Correlation with other strategies


The strategy aligns with trends related to the autumn season. It will be correlated with other healthcare strategies that trading during this period. UNH is a wide economic moat company with strong fundamentals. This pattern is supported by strong logic and business reasons, which enhance its effectiveness. Visit the correlation page.



Summary & Strengths and weaknesses of the strategy


The UNH Autumn Rally strategy is another good example of how seasonality works not only in nature but also in financial markets. The results speak for themselves.


The strategy is very easy to implement, even manually. If you value your time, we suggest entrusting this work to simple and effective algorithms, so you don't have to worry about monitoring deadlines, especially since you can use multiple systems simultaneously by using capital precisely for only part of the year.


The main concern one may have with seasonality strategies is the number of transactions in history. Seasonal patterns, by their nature, will never have a large number of transactions.


What matters more in them are:

  1. The pattern's alignment with nature, business patterns, or consumer behavior patterns.

  2. A representative number of years - we consider a minimum of 15-20 years.

  3. A longer pattern duration. We use patterns that last at least a few weeks, preferably months.


There have been many interesting scientific studies on seasonal patterns in financial markets. They confirm that seasonality can often have more power than trends. We enjoy studying and exploring them for you. However, we acknowledge that patterns can evolve. Therefore, we review and make any necessary adjustments to our seasonal strategies once a year. The latest published versions will be available to you on this website.


Download is free - login required


What you get in the package for this strategy:


  • An SQX file ready to be used on the Algocloud and StrategyQuant platforms.

  • Pseudocode that describes all the rules in an easy-to-understand way.

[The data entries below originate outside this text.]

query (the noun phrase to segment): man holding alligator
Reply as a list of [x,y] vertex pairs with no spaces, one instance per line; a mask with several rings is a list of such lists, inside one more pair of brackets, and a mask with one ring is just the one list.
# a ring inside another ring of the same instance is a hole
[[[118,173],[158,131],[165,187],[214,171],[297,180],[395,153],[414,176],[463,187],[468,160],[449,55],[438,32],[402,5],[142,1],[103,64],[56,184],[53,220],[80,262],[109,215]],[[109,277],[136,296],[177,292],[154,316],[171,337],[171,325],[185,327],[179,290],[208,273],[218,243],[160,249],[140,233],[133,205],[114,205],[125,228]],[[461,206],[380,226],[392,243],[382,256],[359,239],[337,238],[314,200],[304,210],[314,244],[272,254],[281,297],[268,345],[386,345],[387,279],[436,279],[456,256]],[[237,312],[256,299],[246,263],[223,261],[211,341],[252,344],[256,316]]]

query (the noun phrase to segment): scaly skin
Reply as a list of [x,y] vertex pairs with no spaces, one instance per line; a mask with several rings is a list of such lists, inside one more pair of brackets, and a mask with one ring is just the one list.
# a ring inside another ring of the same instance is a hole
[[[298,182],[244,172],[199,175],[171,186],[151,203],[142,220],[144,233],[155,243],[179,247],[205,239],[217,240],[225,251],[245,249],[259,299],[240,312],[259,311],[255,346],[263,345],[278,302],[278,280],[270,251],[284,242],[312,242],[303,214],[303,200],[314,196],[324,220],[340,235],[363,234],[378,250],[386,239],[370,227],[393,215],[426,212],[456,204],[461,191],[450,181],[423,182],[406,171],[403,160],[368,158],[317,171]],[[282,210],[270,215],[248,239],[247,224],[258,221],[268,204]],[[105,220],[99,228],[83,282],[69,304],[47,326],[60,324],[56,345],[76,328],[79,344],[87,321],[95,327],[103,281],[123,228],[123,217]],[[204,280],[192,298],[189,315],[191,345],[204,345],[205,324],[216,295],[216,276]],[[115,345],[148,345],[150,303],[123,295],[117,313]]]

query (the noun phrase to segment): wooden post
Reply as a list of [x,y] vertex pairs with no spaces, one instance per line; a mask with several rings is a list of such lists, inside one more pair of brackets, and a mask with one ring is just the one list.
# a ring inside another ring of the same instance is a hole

If you need the strategy code in formats such as MultiCharts, MT4, or MT5 (MQL), please contact us regarding this matter.


Disclaimer

 

The results obtained from historical data do not guarantee future outcomes. The effectiveness of a strategy can change over time. Backtesting is a tool that allows for the analysis and evaluation of an investment strategy based on historical data. Various factors, such as market changes or economic conditions, can influence the effectiveness of a strategy over time.

Investing always involves risk. This material is not investment advice. We share our experience and algorithms for educational purposes. We make efforts to ensure that our algorithms are error-free, but neither we nor the tools we use guarantee the absence of technical issues. Any decisions to use a particular strategy are made at your own risk and should be preceded by careful understanding and verification. You should always carefully consider your investment goals and risk tolerance before making investment decisions.